Laut Umfragen ist die Regierungspartei ND weit abgeschlagen
„Ergreift ihn! Der zum Tode Verurteilte versucht, frühzeitig hingerichtet zu werden!“ Mit dem Delinquenten der Karikatur einer griechischen Tageszeitung war der amtierende griechische Premierminister Kostas Karamanlis gemeint. Er hatte Anfang September, genau zur Mitte der vierjährigen Legislaturperiode, überraschend vorgezogene Parlamentswahlen für den 4. Oktober ausgerufen, obwohl er über eine absolute Mehrheit von 151 (von 300) Sitzen verfügt. Schon damals zeigten jedoch Umfragewerte, dass die konservative Regierungspartei Nea Dimokratia (ND) in der Wählergunst weit abgeschlagen war. Karamanlis begründete seinen Schritt damit, dass er einen „frischen Wählerauftrag“ brauche, um das Land aus der Krise zu führen. Nach zwei „harten Jahren“ sei dies zu schaffen. Nötig wäre jedoch ein strikter Sparkurs: drastische Kürzungen bei den Staatsausgaben, Bekämpfung der Steuerhinterziehung, der Korruption und der Verschwendung. Mit diesen Schlagwörtern hatte Karamanlis aber schon 2004 und 2007 argumentiert, als ihm die Wähler das Vertrauen schenkten. Umgesetzt wurde von den Ankündigungen wenig. Internationale Organisationen bescheinigen Griechenland in fast allen maroden Bereichen eher eine weitere Verschlechterung.

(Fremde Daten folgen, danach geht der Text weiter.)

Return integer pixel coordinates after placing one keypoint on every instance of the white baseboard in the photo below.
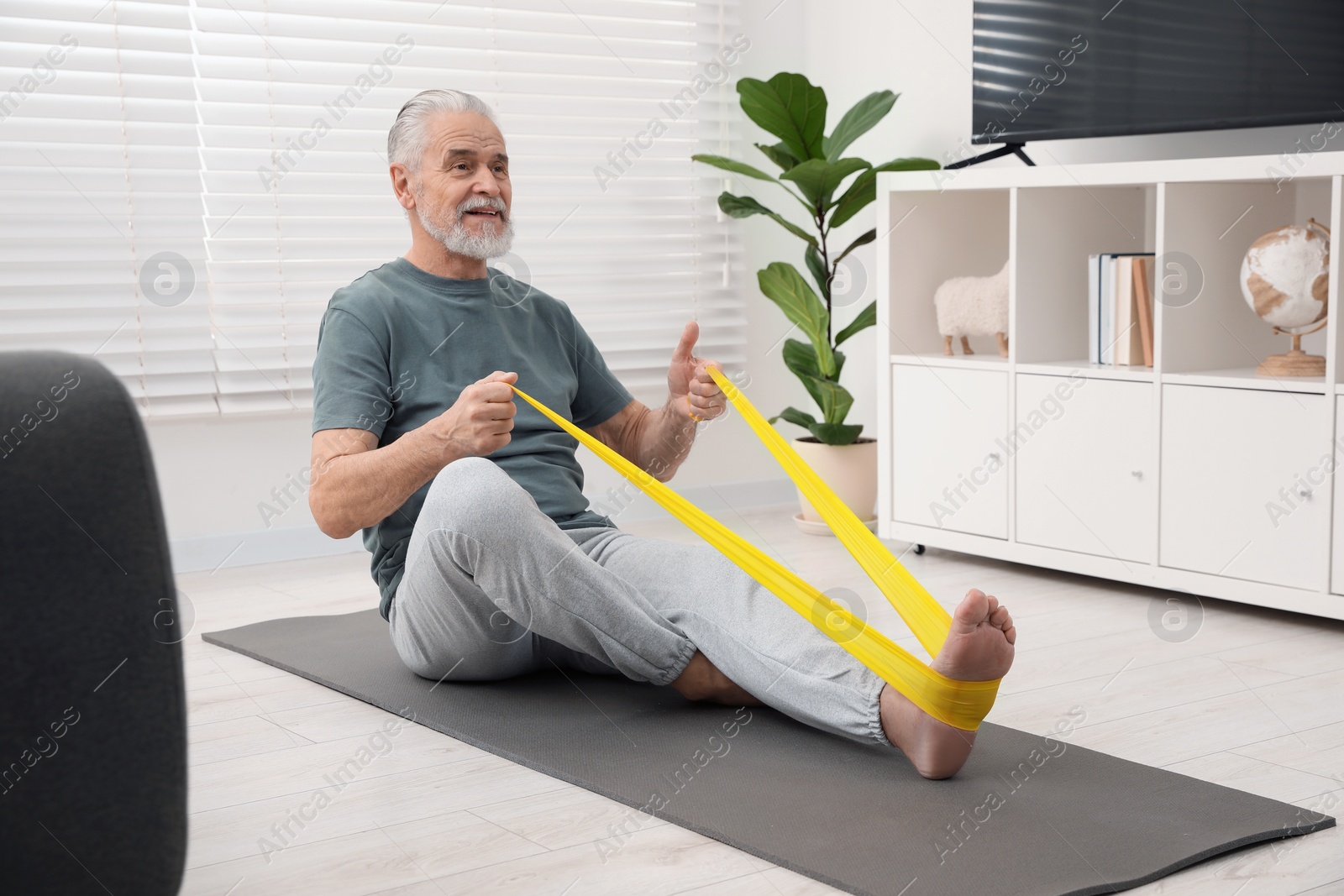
(302, 542)
(260, 546)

Kritik an der Auswahl der Mitarbeiter
Es war nicht nur die Zaghaftigkeit von Karamanlis bei der
Umsetzung von notwendigen Reformen, sondern auch die unglückliche
Hand bei der Auswahl von Mitarbeitern, die einen drastischen
Popularitätsverlust der ND-Regierung zur Folge hatten. Mehrere
Minister mussten wegen Fehltritten den Hut nehmen:
Der eine, weil er eine Villa in einem Waldgrundstück in der Nähe
Athens gebaut hatte, obwohl nur die Genehmigung für die Errichtung
eines Kiosks vorlag, und dort obendrein (als Minister für Arbeit
und Sozialversicherung) Ausländer illegal beschäftigte, ohne
Versicherungsbeiträge abzuführen. Der andere, weil er in einen
Grundstücksskandal um Klosterimmobilien involviert war, ein
weiterer, weil er dubiose Transaktionen mit Off-shore-Firmen
getätigt hatte …
PASOK-Chef Papandreou tritt als „Saubermann“ an
Dem Herausforderer Jorgos Papandreou erleichterte diese Konstellation, als „Saubermann“ aufzutreten. Und was die Wirtschaft betrifft, propagiert der PASOK-Vorsitzende ein Rezept, das in den Ohren der Bürger angenehmer klingt als der Sparkurs vom Karamanlis, der etwa Gehaltseinfrierung für Beamte angekündigt hatte. Nach Ansicht Papandreous sollen staatliche Ausgaben die Nachfrage beleben, damit die Wirtschaft wieder anspringt. Seine Partei versucht außerdem, mit einem ökologisch angehauchten Wahlkampf zu punkten. So verzichteten die Sozialisten praktisch völlig auf Plakatwerbung. In dieser Woche kündigte der PASOK-Spitzenkandidat bereits an, ein eigenständiges Ministerium für Umwelt, Energie und Klimawandel einzurichten.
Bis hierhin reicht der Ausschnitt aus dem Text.